THE PRESIDENT'S CHAIR

   Another argument in favor of altar-smashing can be disposed of easily. Article 271 of the General Instruction states that the celebrant's chair should draw attention to his office of presiding over the community and leading its prayer, and hence the place for it is the apex of the sanctuary, facing the people. One must state immediately that this is a description of the function of a Protestant minister and not of a Catholic priest, whose office is not to preside over the community but to offer the Holy Sacrifice in persona Christi ["in the person of Christ"]. But leaving that aside, Article 271 states specifically that there are circumstances which might militate against the presidential chair being at the apex of the sanctuary, and therefore this cannot be considered mandatory.

   There is thus no mandatory legislation within the Church today requiring that Mass be celebrated facing the people, let alone that sanctuaries be vandalized. Bishops who emulate 16th-century Protestant Bishop Ridley in smashing hallowed altars built with the pennies of the poor do so not because they have to, but because they want to!

THE ERROR OF "ARCHAEOLOGISM"

   Modern liturgists may claim that these changes bring us closer to the way the first Christians worshipped. This may be true, but as I have pointed out, the early Christians worshipped in the way they did-----using a table, for example-----because they were a persecuted
minority, forbidden to build places of worship. Once the persecution ended, they built churches which were a fitting setting for the Holy Sacrifice of the Mass, which was offered in an increasingly elaborate rite inspired by the desire to render the greatest possible glory to God, to whom all honor is due. The way one worships in a time of persecution cannot be considered the norm for a time of freedom. [Emphasis added]

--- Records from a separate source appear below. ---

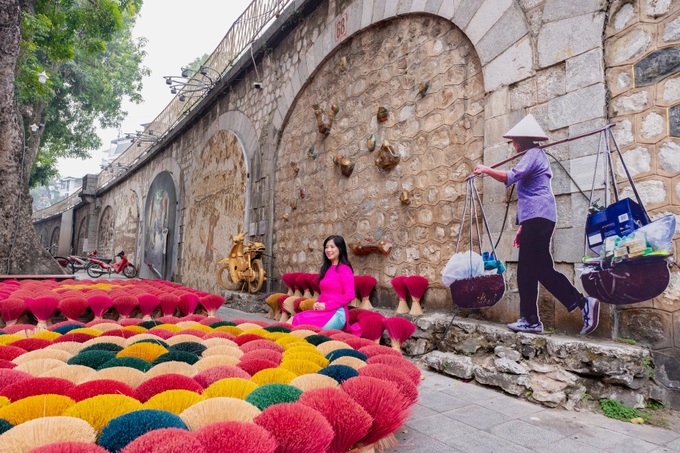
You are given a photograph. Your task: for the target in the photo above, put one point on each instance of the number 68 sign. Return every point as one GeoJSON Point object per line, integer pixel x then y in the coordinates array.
{"type": "Point", "coordinates": [340, 28]}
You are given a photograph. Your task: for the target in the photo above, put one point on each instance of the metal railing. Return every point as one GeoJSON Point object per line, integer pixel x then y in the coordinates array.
{"type": "Point", "coordinates": [240, 35]}
{"type": "Point", "coordinates": [57, 208]}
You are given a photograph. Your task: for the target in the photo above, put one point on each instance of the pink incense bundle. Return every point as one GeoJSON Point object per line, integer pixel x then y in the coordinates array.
{"type": "Point", "coordinates": [372, 327]}
{"type": "Point", "coordinates": [297, 428]}
{"type": "Point", "coordinates": [297, 289]}
{"type": "Point", "coordinates": [399, 285]}
{"type": "Point", "coordinates": [236, 437]}
{"type": "Point", "coordinates": [72, 307]}
{"type": "Point", "coordinates": [211, 303]}
{"type": "Point", "coordinates": [169, 303]}
{"type": "Point", "coordinates": [417, 286]}
{"type": "Point", "coordinates": [393, 375]}
{"type": "Point", "coordinates": [383, 401]}
{"type": "Point", "coordinates": [99, 304]}
{"type": "Point", "coordinates": [349, 420]}
{"type": "Point", "coordinates": [280, 314]}
{"type": "Point", "coordinates": [399, 329]}
{"type": "Point", "coordinates": [302, 283]}
{"type": "Point", "coordinates": [355, 312]}
{"type": "Point", "coordinates": [125, 305]}
{"type": "Point", "coordinates": [42, 308]}
{"type": "Point", "coordinates": [288, 308]}
{"type": "Point", "coordinates": [11, 309]}
{"type": "Point", "coordinates": [148, 304]}
{"type": "Point", "coordinates": [364, 284]}
{"type": "Point", "coordinates": [188, 303]}
{"type": "Point", "coordinates": [288, 281]}
{"type": "Point", "coordinates": [313, 280]}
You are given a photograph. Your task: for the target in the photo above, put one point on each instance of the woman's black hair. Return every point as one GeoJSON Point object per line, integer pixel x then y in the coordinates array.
{"type": "Point", "coordinates": [342, 257]}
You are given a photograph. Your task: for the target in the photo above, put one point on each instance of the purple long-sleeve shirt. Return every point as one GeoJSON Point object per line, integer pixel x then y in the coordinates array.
{"type": "Point", "coordinates": [532, 176]}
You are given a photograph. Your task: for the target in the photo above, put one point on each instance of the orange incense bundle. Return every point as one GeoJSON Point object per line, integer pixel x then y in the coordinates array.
{"type": "Point", "coordinates": [417, 286]}
{"type": "Point", "coordinates": [399, 329]}
{"type": "Point", "coordinates": [364, 284]}
{"type": "Point", "coordinates": [11, 309]}
{"type": "Point", "coordinates": [399, 285]}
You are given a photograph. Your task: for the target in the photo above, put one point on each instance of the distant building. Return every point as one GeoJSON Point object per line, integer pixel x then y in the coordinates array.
{"type": "Point", "coordinates": [66, 186]}
{"type": "Point", "coordinates": [118, 146]}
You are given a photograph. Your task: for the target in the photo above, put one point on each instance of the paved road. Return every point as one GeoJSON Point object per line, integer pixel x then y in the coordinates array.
{"type": "Point", "coordinates": [452, 416]}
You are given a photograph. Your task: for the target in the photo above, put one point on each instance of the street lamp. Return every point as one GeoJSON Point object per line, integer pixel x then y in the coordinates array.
{"type": "Point", "coordinates": [192, 83]}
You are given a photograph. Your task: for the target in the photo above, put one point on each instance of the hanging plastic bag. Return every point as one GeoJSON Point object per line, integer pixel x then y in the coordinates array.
{"type": "Point", "coordinates": [660, 233]}
{"type": "Point", "coordinates": [462, 265]}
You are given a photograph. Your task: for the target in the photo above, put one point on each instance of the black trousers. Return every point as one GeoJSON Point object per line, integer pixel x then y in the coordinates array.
{"type": "Point", "coordinates": [536, 265]}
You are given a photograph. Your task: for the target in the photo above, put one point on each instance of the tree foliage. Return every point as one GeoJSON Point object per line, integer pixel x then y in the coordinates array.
{"type": "Point", "coordinates": [93, 63]}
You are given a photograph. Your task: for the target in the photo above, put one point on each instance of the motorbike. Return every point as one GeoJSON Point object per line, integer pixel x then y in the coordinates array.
{"type": "Point", "coordinates": [243, 267]}
{"type": "Point", "coordinates": [97, 267]}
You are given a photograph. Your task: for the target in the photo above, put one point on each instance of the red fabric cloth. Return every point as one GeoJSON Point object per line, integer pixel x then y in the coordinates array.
{"type": "Point", "coordinates": [337, 290]}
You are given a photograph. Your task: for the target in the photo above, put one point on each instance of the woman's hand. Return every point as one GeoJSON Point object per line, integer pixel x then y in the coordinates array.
{"type": "Point", "coordinates": [515, 243]}
{"type": "Point", "coordinates": [481, 169]}
{"type": "Point", "coordinates": [498, 175]}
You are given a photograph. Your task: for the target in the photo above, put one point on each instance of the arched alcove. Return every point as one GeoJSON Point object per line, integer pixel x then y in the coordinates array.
{"type": "Point", "coordinates": [215, 208]}
{"type": "Point", "coordinates": [159, 228]}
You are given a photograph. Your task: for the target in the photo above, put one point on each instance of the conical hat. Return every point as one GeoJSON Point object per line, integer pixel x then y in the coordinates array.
{"type": "Point", "coordinates": [527, 128]}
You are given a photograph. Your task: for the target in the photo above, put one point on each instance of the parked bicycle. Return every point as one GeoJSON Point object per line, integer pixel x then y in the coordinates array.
{"type": "Point", "coordinates": [97, 267]}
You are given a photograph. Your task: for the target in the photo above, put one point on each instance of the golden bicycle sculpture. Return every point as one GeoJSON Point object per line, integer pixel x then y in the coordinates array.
{"type": "Point", "coordinates": [243, 267]}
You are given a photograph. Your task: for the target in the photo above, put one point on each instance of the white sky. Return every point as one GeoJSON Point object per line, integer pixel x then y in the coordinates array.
{"type": "Point", "coordinates": [177, 32]}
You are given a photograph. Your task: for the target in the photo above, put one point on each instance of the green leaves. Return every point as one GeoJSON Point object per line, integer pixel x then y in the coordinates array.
{"type": "Point", "coordinates": [93, 63]}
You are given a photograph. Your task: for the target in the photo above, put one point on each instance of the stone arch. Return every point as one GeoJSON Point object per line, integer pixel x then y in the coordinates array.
{"type": "Point", "coordinates": [497, 29]}
{"type": "Point", "coordinates": [216, 202]}
{"type": "Point", "coordinates": [106, 233]}
{"type": "Point", "coordinates": [160, 226]}
{"type": "Point", "coordinates": [439, 137]}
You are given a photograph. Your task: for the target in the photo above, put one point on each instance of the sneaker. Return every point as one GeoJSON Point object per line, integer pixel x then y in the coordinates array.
{"type": "Point", "coordinates": [591, 315]}
{"type": "Point", "coordinates": [521, 325]}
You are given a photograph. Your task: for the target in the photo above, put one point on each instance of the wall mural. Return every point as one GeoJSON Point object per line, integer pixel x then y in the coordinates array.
{"type": "Point", "coordinates": [215, 209]}
{"type": "Point", "coordinates": [159, 228]}
{"type": "Point", "coordinates": [106, 234]}
{"type": "Point", "coordinates": [81, 235]}
{"type": "Point", "coordinates": [126, 220]}
{"type": "Point", "coordinates": [54, 240]}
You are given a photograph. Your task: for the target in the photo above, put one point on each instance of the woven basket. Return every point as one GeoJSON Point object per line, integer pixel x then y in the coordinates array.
{"type": "Point", "coordinates": [481, 291]}
{"type": "Point", "coordinates": [628, 281]}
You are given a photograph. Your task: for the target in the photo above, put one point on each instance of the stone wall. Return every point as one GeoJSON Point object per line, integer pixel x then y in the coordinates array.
{"type": "Point", "coordinates": [438, 136]}
{"type": "Point", "coordinates": [642, 61]}
{"type": "Point", "coordinates": [488, 63]}
{"type": "Point", "coordinates": [553, 370]}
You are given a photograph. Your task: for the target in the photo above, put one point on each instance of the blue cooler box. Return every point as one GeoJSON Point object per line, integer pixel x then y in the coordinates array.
{"type": "Point", "coordinates": [618, 219]}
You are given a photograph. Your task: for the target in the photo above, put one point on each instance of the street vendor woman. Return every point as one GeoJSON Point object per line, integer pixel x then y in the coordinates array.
{"type": "Point", "coordinates": [336, 281]}
{"type": "Point", "coordinates": [536, 217]}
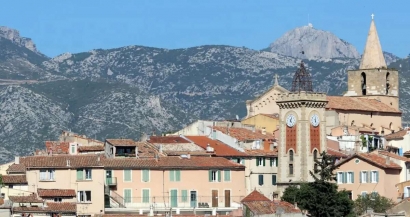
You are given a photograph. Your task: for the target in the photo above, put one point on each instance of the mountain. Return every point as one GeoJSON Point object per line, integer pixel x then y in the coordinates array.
{"type": "Point", "coordinates": [314, 43]}
{"type": "Point", "coordinates": [126, 91]}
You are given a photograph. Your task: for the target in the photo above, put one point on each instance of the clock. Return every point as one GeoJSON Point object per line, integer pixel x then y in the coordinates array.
{"type": "Point", "coordinates": [290, 120]}
{"type": "Point", "coordinates": [314, 120]}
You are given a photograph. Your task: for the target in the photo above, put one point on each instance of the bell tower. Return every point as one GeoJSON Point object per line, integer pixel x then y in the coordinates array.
{"type": "Point", "coordinates": [373, 80]}
{"type": "Point", "coordinates": [302, 130]}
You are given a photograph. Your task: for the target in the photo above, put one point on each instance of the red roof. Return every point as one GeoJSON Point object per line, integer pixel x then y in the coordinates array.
{"type": "Point", "coordinates": [220, 148]}
{"type": "Point", "coordinates": [167, 139]}
{"type": "Point", "coordinates": [243, 134]}
{"type": "Point", "coordinates": [56, 192]}
{"type": "Point", "coordinates": [172, 163]}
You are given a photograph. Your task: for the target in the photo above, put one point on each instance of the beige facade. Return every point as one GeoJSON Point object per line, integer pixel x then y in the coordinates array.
{"type": "Point", "coordinates": [302, 106]}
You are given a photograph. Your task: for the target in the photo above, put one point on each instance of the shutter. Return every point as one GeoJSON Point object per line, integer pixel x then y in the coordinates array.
{"type": "Point", "coordinates": [184, 194]}
{"type": "Point", "coordinates": [172, 175]}
{"type": "Point", "coordinates": [227, 175]}
{"type": "Point", "coordinates": [177, 175]}
{"type": "Point", "coordinates": [377, 176]}
{"type": "Point", "coordinates": [80, 174]}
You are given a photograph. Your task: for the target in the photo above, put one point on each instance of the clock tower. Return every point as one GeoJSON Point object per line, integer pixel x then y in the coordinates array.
{"type": "Point", "coordinates": [302, 130]}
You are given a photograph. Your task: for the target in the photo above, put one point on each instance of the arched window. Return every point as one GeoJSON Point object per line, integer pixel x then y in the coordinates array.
{"type": "Point", "coordinates": [387, 83]}
{"type": "Point", "coordinates": [363, 83]}
{"type": "Point", "coordinates": [291, 155]}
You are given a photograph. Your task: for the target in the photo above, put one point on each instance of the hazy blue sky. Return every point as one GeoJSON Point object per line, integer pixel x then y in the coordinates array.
{"type": "Point", "coordinates": [82, 25]}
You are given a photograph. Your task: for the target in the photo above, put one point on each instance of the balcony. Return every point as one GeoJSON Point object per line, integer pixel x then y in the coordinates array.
{"type": "Point", "coordinates": [111, 181]}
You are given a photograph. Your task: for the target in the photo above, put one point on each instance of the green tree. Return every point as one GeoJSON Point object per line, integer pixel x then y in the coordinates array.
{"type": "Point", "coordinates": [321, 197]}
{"type": "Point", "coordinates": [373, 201]}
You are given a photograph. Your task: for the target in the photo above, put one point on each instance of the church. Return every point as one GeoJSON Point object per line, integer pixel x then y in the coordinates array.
{"type": "Point", "coordinates": [308, 118]}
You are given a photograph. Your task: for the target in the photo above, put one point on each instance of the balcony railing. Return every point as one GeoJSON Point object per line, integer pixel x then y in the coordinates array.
{"type": "Point", "coordinates": [160, 202]}
{"type": "Point", "coordinates": [111, 181]}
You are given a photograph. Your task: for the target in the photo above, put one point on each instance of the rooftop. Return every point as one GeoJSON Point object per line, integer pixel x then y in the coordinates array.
{"type": "Point", "coordinates": [358, 104]}
{"type": "Point", "coordinates": [172, 163]}
{"type": "Point", "coordinates": [242, 134]}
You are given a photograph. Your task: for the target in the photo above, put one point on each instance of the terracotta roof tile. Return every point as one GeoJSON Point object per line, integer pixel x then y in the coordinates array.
{"type": "Point", "coordinates": [374, 159]}
{"type": "Point", "coordinates": [57, 147]}
{"type": "Point", "coordinates": [397, 135]}
{"type": "Point", "coordinates": [255, 196]}
{"type": "Point", "coordinates": [51, 207]}
{"type": "Point", "coordinates": [56, 192]}
{"type": "Point", "coordinates": [358, 104]}
{"type": "Point", "coordinates": [167, 139]}
{"type": "Point", "coordinates": [59, 161]}
{"type": "Point", "coordinates": [172, 163]}
{"type": "Point", "coordinates": [221, 149]}
{"type": "Point", "coordinates": [91, 148]}
{"type": "Point", "coordinates": [121, 142]}
{"type": "Point", "coordinates": [14, 179]}
{"type": "Point", "coordinates": [242, 134]}
{"type": "Point", "coordinates": [26, 199]}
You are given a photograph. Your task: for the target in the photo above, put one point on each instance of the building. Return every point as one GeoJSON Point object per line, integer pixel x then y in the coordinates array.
{"type": "Point", "coordinates": [176, 184]}
{"type": "Point", "coordinates": [256, 204]}
{"type": "Point", "coordinates": [264, 122]}
{"type": "Point", "coordinates": [365, 173]}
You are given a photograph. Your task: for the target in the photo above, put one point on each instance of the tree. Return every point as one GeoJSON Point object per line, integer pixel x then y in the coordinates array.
{"type": "Point", "coordinates": [374, 201]}
{"type": "Point", "coordinates": [321, 197]}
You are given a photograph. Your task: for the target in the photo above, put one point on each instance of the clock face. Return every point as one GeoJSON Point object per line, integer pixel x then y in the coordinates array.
{"type": "Point", "coordinates": [290, 120]}
{"type": "Point", "coordinates": [314, 120]}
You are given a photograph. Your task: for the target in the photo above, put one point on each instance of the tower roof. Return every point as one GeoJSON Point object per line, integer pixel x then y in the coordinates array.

   The theory that the older a liturgical practice is the better it is was condemned unequivocally by Pope Pius XII, the greatest and most erudite Pontiff of this century, who possessed an unrivaled knowledge of the principles of sound liturgy. In his encyclical Mediator Dei, published in 1947, he wrote:

      The liturgy of the early ages is worthy of veneration; but an ancient custom is not to be considered better, either in itself or in relation to later times and circumstances, just because it has the flavor of antiquity . . . The desire to restore everything indiscriminately to its ancient condition is neither wise nor praiseworthy . . . It would be wrong, for example, to want the altar restored to its ancient form of table; to want black eliminated from the liturgical colors, and pictures and statues excluded from our churches; to require crucifixes that do not represent the bitter sufferings of the Divine Redeemer . . . This attitude is an attempt to revive the "archaeologism" to which the pseudo-synod of Pistoia [1794] gave rise; it seeks also to re-introduce the many pernicious errors which led to that synod and resulted from it and which the Church, in her capacity of watchful guardian of "the Deposit of Faith" entrusted to her by her Divine Founder, has rightly condemned. It is a wicked movement, that tends to paralyze the sanctifying and salutary action by which the liturgy leads the children of adoption on the path to their heavenly Father [pars. 65-68].